Kaza is a lovely small town located in the Spiti Valley. There are fantastic sites like ancient monasteries, historical villages and, of course, snow-capped mountains all around. We set out to explore and headed straight to the Dhankar monastery, which is situated right at the top of a hill that overlooks the confluence of Spiti and Pin rivers. Once we made it to the top, archaic paintings and prayer flags were a common, but pleasant sight. On our way back, we also visited Langza village that is famous for its prehistoric marine fossils. We also stopped by the highest post office in the world in Hikkim. Sadly, they were out of stamps, so our postcard dreams were tossed out. We also made a quick visit to Komic, the highest village in the world. Now, that is a lot of places to visit in just a day, but the drive was enjoyable. All I did was flick the gear into manual and then only use the paddleshifters thereafter. Never did the Kodiaq struggle or miss a shift. The paddles were responsive and the engine had enough grunt to make it a fun drive on the winding roads of Spiti.
Kaza to Kufri
Leaving behind a place like Spiti is difficult. It is one of the few places that is still pristine and hasn’t been infected by tourist chaos. We bid adieu to Spiti and started our journey back. However, with my body still rattling from the drive to Chandra Taal, we decided to take a different route this time. It was longer in terms of distance, but the condition of the roads were much better; so it really was a no-brainer. Also, this meant I could sample the Kodiaq a bit more. The long, open roads to Kufri were just a delight to drive on. I engaged Sport mode and let the Kodiaq do the talking. Now 150hp might not sound enough to lug around a nearly two-tonne SUV, but you really don’t feel the need for more. Yes, if you mash your foot in, there is a delay and power delivery is linear, but on roads like the one I was on, and even in the city, the Kodiaq will work just fine. Be gentle and sedate, that’s all.

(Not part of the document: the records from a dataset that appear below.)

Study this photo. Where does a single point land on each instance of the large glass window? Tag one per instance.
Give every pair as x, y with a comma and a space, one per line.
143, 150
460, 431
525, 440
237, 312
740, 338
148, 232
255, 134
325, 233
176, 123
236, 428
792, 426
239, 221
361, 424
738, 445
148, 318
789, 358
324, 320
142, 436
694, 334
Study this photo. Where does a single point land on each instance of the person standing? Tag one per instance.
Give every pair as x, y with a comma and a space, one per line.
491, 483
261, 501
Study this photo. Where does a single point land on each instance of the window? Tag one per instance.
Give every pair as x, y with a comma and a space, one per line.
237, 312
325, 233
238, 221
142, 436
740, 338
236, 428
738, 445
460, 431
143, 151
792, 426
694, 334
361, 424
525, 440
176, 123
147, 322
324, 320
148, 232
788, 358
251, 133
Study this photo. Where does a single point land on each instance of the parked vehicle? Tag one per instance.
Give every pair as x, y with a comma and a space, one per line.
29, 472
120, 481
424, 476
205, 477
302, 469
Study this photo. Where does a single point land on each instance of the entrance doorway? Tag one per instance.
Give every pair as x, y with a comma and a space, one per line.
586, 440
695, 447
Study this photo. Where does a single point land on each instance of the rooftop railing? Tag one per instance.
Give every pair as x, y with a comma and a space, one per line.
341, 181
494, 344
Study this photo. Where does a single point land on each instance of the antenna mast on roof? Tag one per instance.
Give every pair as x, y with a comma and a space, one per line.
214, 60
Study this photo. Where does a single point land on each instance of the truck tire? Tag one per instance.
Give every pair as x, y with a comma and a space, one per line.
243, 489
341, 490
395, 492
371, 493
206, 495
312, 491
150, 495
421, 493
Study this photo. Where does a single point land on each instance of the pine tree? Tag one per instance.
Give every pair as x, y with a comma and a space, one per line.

Moon Lake, considered a holy lake by locals, is open only four months in a year.
Kufri to Chandigarh
The last day of the Kodiaq expedition was set to take us back to Chandigarh through Shimla. I had been driving the Kodiaq for over eight hours every day, so, for this last leg, I decided to relax in the back seat. Now, if you’re going to be sitting anywhere in the Kodiaq, it should be at the back. The seats here are properly comfy, the space is excellent and, with features like the large panoramic sunroof, sunblinds to cocoon you from the outside world and the fantastic Canton audio system, you can truly relax here. Also, the roads to Chandigarh are mostly multi-lane highways, and that brought out another highlight of the Kodiaq – the ride quality. It is planted and composed, and the suspension just soaks in all the undulations with ease. Sitting in all this comfort, I looked back on the last six days and realised that the Kodiaq is just as diverse as the places it’s been through. It took on treacherous terrains, navigated through mountain passes and conquered highways as well. I was left properly impressed, and was glad that my first visit to the breathtaking Spiti Valley was just as good as I thought it would be.
Wooden bridges and prayer flags – two of the most common sights in Spiti.